France's Hollande to discuss BNP fine with Obama

France's Hollande to discuss BNP fine with Obama

PARIS - French President Francois Hollande plans to raise concerns about a possible $10 billion-plus US fine on BNP Paribas that he considers disproportionate with US counterpart Barack Obama.

The U.S president is due to arrive in France on Thursday for talks ahead of Friday's 70th anniversary D-Day commemoration.

"I don't know if he wants to talk about it, but I will talk to him about it (on Thursday evening)," Hollande told reporters during a trip to Warsaw on Wednesday. French officials have said the men will meet over dinner at a restaurant in central Paris.

US authorities are investigating whether BNP evaded US sanctions relating primarily to Sudan, Iran and Syria between 2002 and 2009. They allege the lender stripped out identifying information from wire transfers so they could pass through the US financial system without raising red flags.

Sources familiar with the matter have said the potential fine could top $10 billion.

Hollande wrote to Obama in April to express concern the possible fine for France's biggest bank would be "disproportionate" and flagged the need for a "reasonable" approach by the US justice system in close cooperation with the financial regulatory authorities, an official in Hollande's office said.

The two leaders had since spoken on the phone about BNP.

Hollande's intervention takes the drum roll of French concern over reports of the potentially huge fine to the highest level, following increasingly forthright objections from senior ministers of Hollande's government.

French Finance Minister Michel Sapin called the fine "inequitable" in a France 2 TV interview on Wednesday.

Sapin told the TV channel it was neither "possible nor acceptable for us to intervene in the justice proceedings", but criticised what he too described as a disproportionate fine.

"Whether it's a French bank or a European bank, we don't want American justice conducted in an inequitable way. The amount we've seen in the press, from our point of view, is inequitable," he said.

"Every time a fine of this nature is imposed, if it's disproportionate to the facts, for whatever bank it is, it has consequences for the bank and for its capacity to lend."

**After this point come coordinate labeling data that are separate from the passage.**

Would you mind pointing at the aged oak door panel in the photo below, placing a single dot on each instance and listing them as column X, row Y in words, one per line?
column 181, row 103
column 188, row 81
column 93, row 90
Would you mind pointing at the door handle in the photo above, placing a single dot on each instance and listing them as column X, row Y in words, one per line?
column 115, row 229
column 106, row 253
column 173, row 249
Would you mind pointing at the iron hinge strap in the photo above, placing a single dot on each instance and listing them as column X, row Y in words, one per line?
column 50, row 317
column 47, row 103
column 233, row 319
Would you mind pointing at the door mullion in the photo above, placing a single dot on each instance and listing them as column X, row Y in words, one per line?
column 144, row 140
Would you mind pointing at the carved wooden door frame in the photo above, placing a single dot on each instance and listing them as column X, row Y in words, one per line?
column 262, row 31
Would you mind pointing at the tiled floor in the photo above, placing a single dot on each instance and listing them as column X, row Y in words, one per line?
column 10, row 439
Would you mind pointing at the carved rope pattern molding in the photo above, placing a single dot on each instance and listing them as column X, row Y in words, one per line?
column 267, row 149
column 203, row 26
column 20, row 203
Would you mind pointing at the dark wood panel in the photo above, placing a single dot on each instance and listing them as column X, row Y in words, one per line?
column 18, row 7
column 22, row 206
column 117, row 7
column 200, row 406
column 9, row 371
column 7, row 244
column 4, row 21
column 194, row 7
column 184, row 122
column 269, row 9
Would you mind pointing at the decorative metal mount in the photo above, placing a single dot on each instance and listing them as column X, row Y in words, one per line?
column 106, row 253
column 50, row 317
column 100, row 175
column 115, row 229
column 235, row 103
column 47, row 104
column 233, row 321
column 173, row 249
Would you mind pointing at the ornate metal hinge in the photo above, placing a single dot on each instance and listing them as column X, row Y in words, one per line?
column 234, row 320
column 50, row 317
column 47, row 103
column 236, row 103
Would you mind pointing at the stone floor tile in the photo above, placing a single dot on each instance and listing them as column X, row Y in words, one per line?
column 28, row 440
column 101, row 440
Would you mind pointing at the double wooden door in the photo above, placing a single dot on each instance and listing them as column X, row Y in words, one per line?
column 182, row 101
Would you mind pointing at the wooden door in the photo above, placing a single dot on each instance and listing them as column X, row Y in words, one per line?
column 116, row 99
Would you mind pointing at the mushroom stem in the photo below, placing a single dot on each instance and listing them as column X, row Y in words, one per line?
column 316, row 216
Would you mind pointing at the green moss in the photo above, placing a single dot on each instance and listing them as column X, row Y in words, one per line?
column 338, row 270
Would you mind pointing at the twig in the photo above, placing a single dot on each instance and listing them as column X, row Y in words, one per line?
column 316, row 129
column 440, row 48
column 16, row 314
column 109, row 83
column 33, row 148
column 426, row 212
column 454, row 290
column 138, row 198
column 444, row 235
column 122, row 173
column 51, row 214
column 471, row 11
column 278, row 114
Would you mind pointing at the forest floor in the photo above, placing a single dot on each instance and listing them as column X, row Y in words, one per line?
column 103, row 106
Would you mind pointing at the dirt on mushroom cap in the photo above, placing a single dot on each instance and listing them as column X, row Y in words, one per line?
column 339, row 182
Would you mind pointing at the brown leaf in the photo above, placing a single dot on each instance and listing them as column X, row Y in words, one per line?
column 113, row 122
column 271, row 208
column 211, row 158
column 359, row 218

On Tuesday, Foreign Minister Laurent Fabius, whose portfolio includes trade issues, warned that the fine could put in jeopardy transatlantic free-trade talks.

BNP has said publicly only that it is in discussions with US authorities about "certain US dollar payments involving countries, persons and entities that could have been subject to economic sanctions".

It has set aside $1.1 billion for the fine but told shareholders it could be far higher than that. Last month it also said it had improved control processes to ensure such mistakes did not occur again.